Even the most potent aerial attacks can’t solve this problem.

NCAA Football: CFP National Championship-Team Arrivals John David Mercer-USA TODAY Sports

College football games are great, but they’d be a lot worse if one team couldn’t attend. That’s the worst-case scenario created by a lack of charter planes in the current marketplace.

With travel parties that are usually right around 200 people for college football teams, chartering planes is much easier than trying to do things commercially. But chartering continually gets more difficult as fleets decrease in size.

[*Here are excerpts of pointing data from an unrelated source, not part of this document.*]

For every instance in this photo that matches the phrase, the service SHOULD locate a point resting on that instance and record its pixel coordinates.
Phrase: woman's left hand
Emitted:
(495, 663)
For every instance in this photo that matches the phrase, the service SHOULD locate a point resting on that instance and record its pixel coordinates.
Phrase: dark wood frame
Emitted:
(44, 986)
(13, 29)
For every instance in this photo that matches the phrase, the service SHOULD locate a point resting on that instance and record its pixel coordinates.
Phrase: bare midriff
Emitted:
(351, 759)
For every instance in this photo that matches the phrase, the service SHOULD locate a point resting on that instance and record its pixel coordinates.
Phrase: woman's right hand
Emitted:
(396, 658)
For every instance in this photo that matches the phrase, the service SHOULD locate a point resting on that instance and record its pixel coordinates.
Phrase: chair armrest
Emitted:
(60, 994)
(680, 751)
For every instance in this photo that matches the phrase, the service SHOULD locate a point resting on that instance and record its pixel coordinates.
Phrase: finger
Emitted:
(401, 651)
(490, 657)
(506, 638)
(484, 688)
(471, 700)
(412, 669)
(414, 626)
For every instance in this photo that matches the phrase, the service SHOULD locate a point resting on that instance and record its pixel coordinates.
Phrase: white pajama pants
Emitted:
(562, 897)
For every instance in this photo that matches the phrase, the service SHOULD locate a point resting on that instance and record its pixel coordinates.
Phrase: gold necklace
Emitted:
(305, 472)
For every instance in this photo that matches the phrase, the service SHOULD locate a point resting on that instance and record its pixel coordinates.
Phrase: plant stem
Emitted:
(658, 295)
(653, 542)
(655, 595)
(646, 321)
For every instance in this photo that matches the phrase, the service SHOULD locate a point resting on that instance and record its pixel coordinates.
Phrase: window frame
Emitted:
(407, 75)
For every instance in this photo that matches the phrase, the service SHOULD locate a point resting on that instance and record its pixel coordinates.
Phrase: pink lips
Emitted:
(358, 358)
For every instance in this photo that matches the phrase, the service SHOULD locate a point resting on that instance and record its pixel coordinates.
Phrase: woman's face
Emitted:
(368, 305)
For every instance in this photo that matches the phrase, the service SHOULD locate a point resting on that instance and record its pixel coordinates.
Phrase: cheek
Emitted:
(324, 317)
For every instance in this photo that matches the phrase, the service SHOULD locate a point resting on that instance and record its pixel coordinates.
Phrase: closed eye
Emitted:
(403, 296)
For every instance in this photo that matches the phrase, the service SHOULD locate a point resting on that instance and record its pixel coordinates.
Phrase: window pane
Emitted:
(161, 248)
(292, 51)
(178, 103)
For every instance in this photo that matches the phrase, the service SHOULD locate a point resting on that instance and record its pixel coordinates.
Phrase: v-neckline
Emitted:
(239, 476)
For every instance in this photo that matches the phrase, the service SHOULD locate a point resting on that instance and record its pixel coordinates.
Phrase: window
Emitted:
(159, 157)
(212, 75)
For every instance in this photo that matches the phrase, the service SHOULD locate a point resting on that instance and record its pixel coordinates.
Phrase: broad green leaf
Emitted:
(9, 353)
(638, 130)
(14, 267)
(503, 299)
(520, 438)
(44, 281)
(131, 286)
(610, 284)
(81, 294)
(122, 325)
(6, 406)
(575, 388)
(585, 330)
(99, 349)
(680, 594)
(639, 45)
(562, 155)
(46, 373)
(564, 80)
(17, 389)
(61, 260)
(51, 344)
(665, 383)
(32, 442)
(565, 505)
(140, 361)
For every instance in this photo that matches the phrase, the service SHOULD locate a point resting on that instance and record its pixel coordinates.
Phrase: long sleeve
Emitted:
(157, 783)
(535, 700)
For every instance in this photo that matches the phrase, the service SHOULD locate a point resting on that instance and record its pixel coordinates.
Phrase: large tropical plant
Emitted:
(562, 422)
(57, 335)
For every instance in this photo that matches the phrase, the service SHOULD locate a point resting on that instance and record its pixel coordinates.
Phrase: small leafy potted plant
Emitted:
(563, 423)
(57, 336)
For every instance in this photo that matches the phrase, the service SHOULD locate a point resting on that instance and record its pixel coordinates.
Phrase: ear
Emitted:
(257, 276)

Facing high travel demand, airlines are cutting back on the number of planes and crews available to charter, leaving colleges and some pro sports leagues scrambling. Jennifer Bulla, who manages travel for Ohio State, spent “a sleepless week” after United Airlines canceled its agreement to fly the Buckeyes in 2017 and 2018. (It has since reconsidered.) Other teams are taking the bus to places they once flew.

Even with charters in use, it’s a herculean task to get these teams from point A to point B. Many teams in the south use Delta, while nearly 25 percent of college programs recently used United.

Conference realignment certainly hasn’t helped this. For instance: Texas A&M has to go to places like South Carolina and Georgia. West Virginia teams now have to go to Texas multiple times a year. Those aren’t drivable trips.

With more demand increasing as supply decreases, maybe you will see your friendly neighborhood college program in a commercial terminal near you. Hopefully you don’t get bumped like a group of passengers were in favor of the Florida basketball team in 2015.